Friday, 11 March 2011

New Statesman - What Qatar’s raid on RBS and Lloyds would mean for the taxpayer

The foundations are being laid for the sale of RBS and Lloyds. But if September’s banking report recommends a structural shake-up of the financial sector, what will George Osborne do?

In a manner that has become familiar, recent results from two of the banks part-owned by the UK taxpayer, Lloyds and the Royal Bank of Scotland, were received with ill-informed ire. The press fulminated at bonuses awarded to RBS staff despite the vast losses announced by the firm, while unions greeted Lloyds's £2.2bn profits with dismay. In reality, the Lloyds results weren't nearly as good as the quoted figure suggests. Meanwhile, RBS seems at last to be gaining traction in the turnaround that its chief executive, Stephen Hester, is overseeing. The Qatar Investment Authority, whose assets are estimated to exceed $65bn (£40bn), has expressed an interest in buying a stake in both banks. With this news, the question of when and how the UK government will sell down its holdings is again under the spotlight.

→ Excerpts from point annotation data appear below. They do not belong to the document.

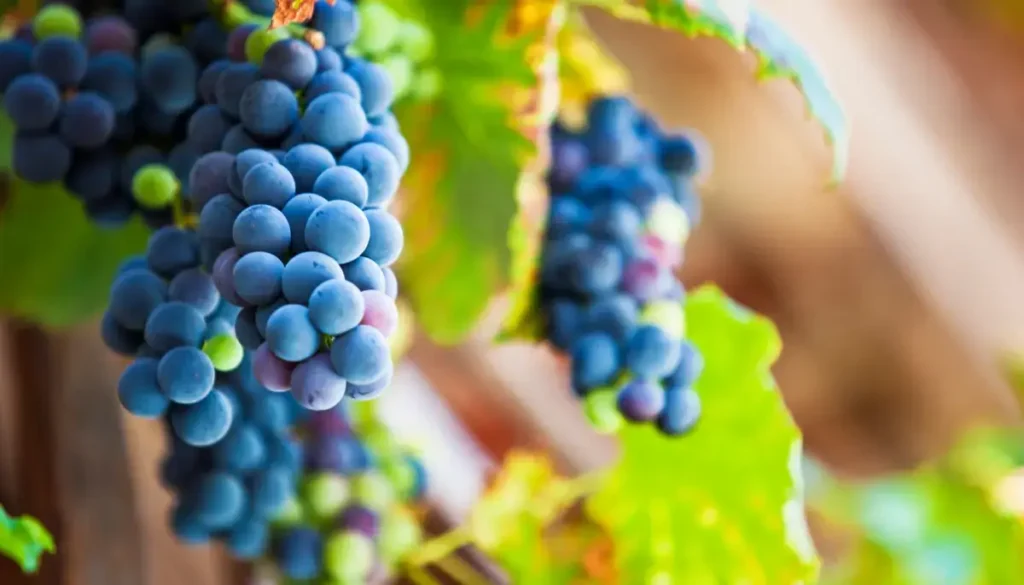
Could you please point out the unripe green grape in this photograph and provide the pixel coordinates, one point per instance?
(348, 555)
(324, 495)
(56, 21)
(224, 350)
(155, 186)
(379, 28)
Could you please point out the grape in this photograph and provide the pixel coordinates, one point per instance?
(170, 76)
(257, 278)
(155, 186)
(305, 272)
(205, 422)
(15, 60)
(378, 167)
(32, 101)
(291, 335)
(172, 325)
(272, 372)
(339, 22)
(336, 306)
(56, 21)
(105, 34)
(386, 238)
(207, 128)
(137, 389)
(268, 183)
(334, 81)
(315, 385)
(380, 312)
(365, 274)
(268, 109)
(291, 61)
(306, 163)
(299, 552)
(185, 375)
(262, 228)
(334, 121)
(360, 356)
(339, 230)
(342, 183)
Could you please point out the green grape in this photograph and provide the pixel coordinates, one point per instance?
(427, 85)
(155, 186)
(379, 28)
(416, 42)
(373, 491)
(56, 21)
(600, 408)
(224, 350)
(399, 535)
(324, 495)
(260, 40)
(399, 69)
(348, 555)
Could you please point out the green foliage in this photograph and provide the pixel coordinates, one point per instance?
(55, 265)
(942, 523)
(459, 195)
(724, 504)
(744, 27)
(25, 540)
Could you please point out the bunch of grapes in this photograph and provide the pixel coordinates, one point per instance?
(352, 523)
(231, 491)
(403, 48)
(616, 224)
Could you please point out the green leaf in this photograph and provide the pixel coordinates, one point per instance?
(459, 196)
(723, 504)
(24, 540)
(55, 265)
(744, 27)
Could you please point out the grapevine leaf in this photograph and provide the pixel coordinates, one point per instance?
(744, 27)
(24, 539)
(724, 504)
(55, 265)
(459, 195)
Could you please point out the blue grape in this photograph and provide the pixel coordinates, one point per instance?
(185, 375)
(268, 109)
(336, 306)
(360, 356)
(62, 59)
(305, 272)
(205, 422)
(138, 390)
(339, 230)
(268, 183)
(262, 228)
(378, 167)
(306, 163)
(386, 238)
(257, 277)
(173, 325)
(32, 101)
(334, 121)
(86, 121)
(291, 61)
(365, 274)
(342, 183)
(290, 334)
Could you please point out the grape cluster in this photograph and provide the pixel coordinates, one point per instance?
(352, 523)
(615, 228)
(166, 312)
(233, 490)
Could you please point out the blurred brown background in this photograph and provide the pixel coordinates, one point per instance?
(894, 295)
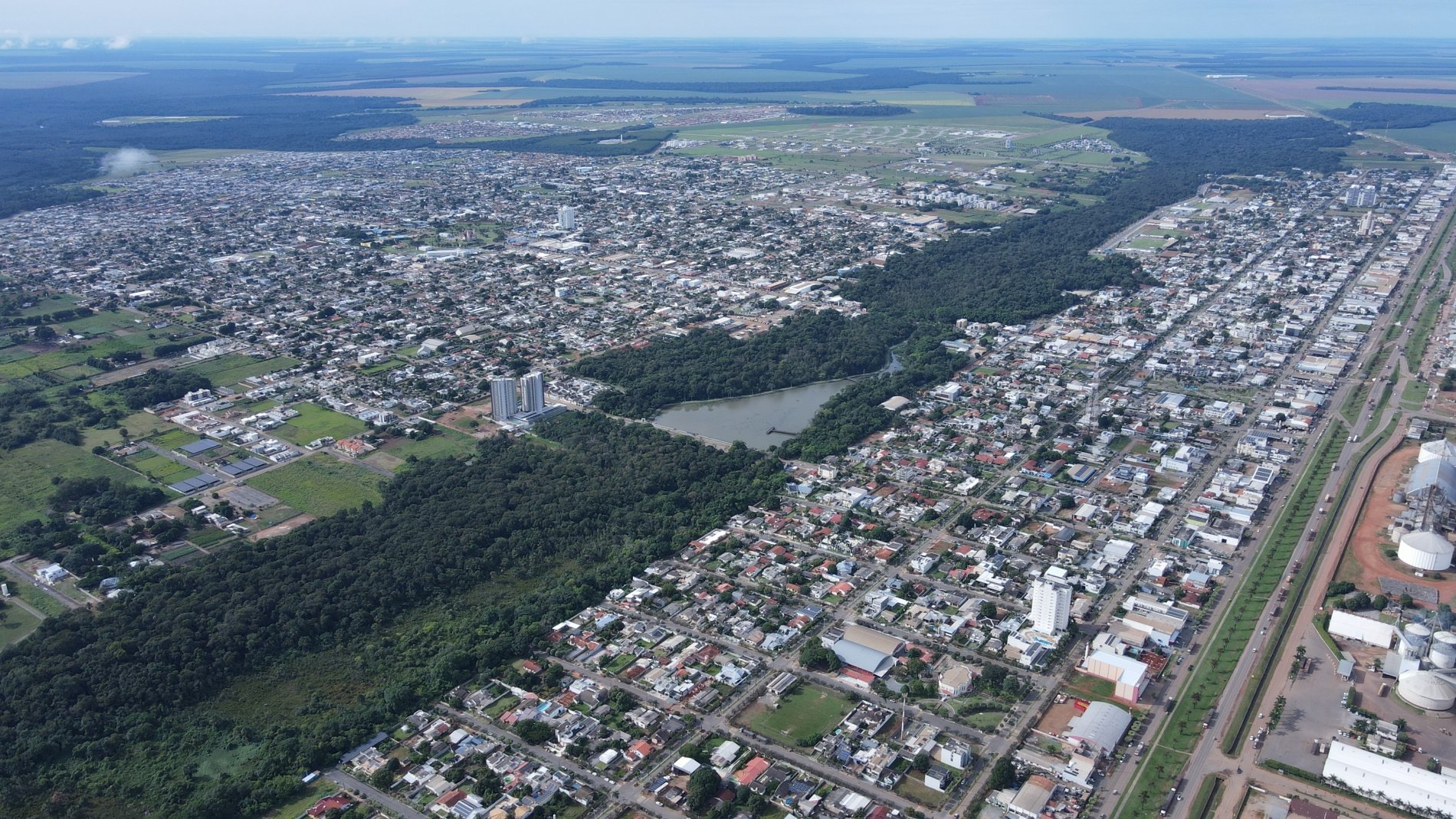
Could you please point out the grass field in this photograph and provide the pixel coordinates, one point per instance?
(320, 485)
(443, 444)
(16, 624)
(228, 370)
(38, 600)
(315, 422)
(25, 477)
(804, 715)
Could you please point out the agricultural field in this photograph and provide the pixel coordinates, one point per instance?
(25, 477)
(228, 370)
(16, 623)
(320, 485)
(446, 443)
(807, 713)
(316, 422)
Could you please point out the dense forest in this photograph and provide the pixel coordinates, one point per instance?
(1017, 274)
(713, 364)
(107, 712)
(870, 110)
(1372, 115)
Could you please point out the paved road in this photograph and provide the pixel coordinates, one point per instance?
(1208, 757)
(24, 578)
(611, 789)
(375, 794)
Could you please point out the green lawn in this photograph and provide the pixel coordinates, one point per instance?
(228, 370)
(18, 623)
(25, 477)
(805, 713)
(915, 789)
(315, 422)
(443, 444)
(320, 485)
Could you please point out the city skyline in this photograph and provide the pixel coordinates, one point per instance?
(118, 27)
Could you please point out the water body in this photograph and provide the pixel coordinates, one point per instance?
(749, 418)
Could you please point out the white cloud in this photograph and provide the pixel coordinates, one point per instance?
(127, 162)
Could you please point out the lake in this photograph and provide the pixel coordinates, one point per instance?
(749, 418)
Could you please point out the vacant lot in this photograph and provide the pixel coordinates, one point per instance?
(320, 485)
(228, 370)
(315, 422)
(804, 715)
(25, 477)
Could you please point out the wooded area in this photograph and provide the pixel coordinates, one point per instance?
(98, 710)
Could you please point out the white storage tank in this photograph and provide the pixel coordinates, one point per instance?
(1427, 690)
(1428, 552)
(1443, 655)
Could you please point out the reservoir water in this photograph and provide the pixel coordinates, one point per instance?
(749, 418)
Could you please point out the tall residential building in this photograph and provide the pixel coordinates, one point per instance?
(1050, 605)
(503, 399)
(533, 393)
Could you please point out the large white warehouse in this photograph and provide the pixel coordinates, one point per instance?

The Treasury has made it clear that it wishes to turn a profit on the £65.8bn it invested in the two banks. RBS is trading at roughly 10 per cent less than the 50p share price paid by the government for its stake, while Lloyds shares are down more than 15 per cent on the 74p purchase price. This gives the taxpayer a loss of almost £6bn on the investments at current market levels. Would the Qataris pay more to bolster their alreadyimpressive portfolio of European banks?